22. Nick Sydney - October 19, 2009 4:53 PM
that is just WRONG!
from an environmentalist, and masculine standpoint
you're depriving the whale of his little friend
23. BulletproofKia - October 19, 2009 4:55 PM
@8
What about "midsize" SUV owners?
24. Mr Hobbes - October 19, 2009 5:08 PM
I looked up the vodka mentioned and what I can find says that it costs $1.3 million a bottle. If this SUV comes with three bottles, then this is turning out to be quite a deal. Sort of.
25. Jim - October 19, 2009 10:33 PM
Gee, you can tell from the outside that there's a penis inside.

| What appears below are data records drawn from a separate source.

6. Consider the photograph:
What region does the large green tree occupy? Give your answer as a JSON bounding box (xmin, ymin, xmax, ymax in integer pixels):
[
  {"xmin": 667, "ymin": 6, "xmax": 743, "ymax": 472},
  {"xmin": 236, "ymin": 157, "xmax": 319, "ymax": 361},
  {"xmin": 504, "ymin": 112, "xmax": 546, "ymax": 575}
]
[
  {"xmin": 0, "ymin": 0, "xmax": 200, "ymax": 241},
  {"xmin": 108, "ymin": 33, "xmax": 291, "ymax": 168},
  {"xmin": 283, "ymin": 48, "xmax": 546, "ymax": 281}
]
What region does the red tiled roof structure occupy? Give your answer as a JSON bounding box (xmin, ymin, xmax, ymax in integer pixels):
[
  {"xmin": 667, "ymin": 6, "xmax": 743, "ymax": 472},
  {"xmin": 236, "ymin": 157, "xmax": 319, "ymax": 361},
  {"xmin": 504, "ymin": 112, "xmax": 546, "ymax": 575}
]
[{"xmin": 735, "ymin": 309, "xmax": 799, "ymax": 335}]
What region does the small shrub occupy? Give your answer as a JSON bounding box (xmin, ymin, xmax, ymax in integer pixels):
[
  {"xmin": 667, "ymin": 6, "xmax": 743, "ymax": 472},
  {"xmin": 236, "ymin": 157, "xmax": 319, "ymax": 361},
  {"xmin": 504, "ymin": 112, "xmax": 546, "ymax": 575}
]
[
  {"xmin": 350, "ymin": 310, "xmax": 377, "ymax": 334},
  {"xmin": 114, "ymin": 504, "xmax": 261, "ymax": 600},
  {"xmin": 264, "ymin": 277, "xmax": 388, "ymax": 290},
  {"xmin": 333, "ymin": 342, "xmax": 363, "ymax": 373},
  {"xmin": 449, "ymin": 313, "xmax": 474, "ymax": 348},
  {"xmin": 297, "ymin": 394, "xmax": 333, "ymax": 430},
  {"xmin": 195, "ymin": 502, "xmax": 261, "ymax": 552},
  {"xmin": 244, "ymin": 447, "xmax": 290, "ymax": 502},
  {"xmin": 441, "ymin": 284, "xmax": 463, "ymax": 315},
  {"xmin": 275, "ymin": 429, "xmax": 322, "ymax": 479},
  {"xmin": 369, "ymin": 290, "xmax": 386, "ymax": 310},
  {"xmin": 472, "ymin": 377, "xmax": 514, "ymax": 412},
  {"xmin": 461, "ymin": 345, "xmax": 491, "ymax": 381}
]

26. DareBear - October 19, 2009 10:59 PM
Hahaha, I like how they how they try to make it seem ok by suggesting that fewer whale penis' are needed to make the leather, and then use the ENDANGERED BLUE WHALE AS A REFERENCE.
27. Anonymooseknuckle - October 20, 2009 6:18 AM
Because guys who buy cars to look all manly and the like really want people to know that they drive around sitting on another guy's penis.
Uhuh. I can see that going down well with all their gangsta friends.
(you see what I did there....going down.....this stuff is gold I tell you)
28. Geekolojew - October 20, 2009 7:04 AM
Must See!!!
http://alturl.com/obg7
________________
29. The Good Monk - October 20, 2009 7:39 AM
That would be two pricks on the inside so
30. patrickyayo - October 20, 2009 8:00 PM
its funny because 1 in6 families in America are in poverty
but it dosent matter i guess?
31. monkeypizza - October 20, 2009 10:14 PM
i want mine with anus skin
32. ZeKo - October 22, 2009 1:51 AM
Are these seats heated? Because if so... I better not see veins...
33. Kilo - October 24, 2009 2:20 PM
Copy of the philip de franko show? sexphil of something like that
34. scaz and george - November 1, 2009 4:24 AM
How many whale penises does it take to get to the center of a tootsie pop?
35. penis büyütücü - January 26, 2010 6:11 AM
Penis büyütücü ister misiniz?
36. utsav - February 24, 2011 5:52 PM
lol can you get impregnated by that shyt????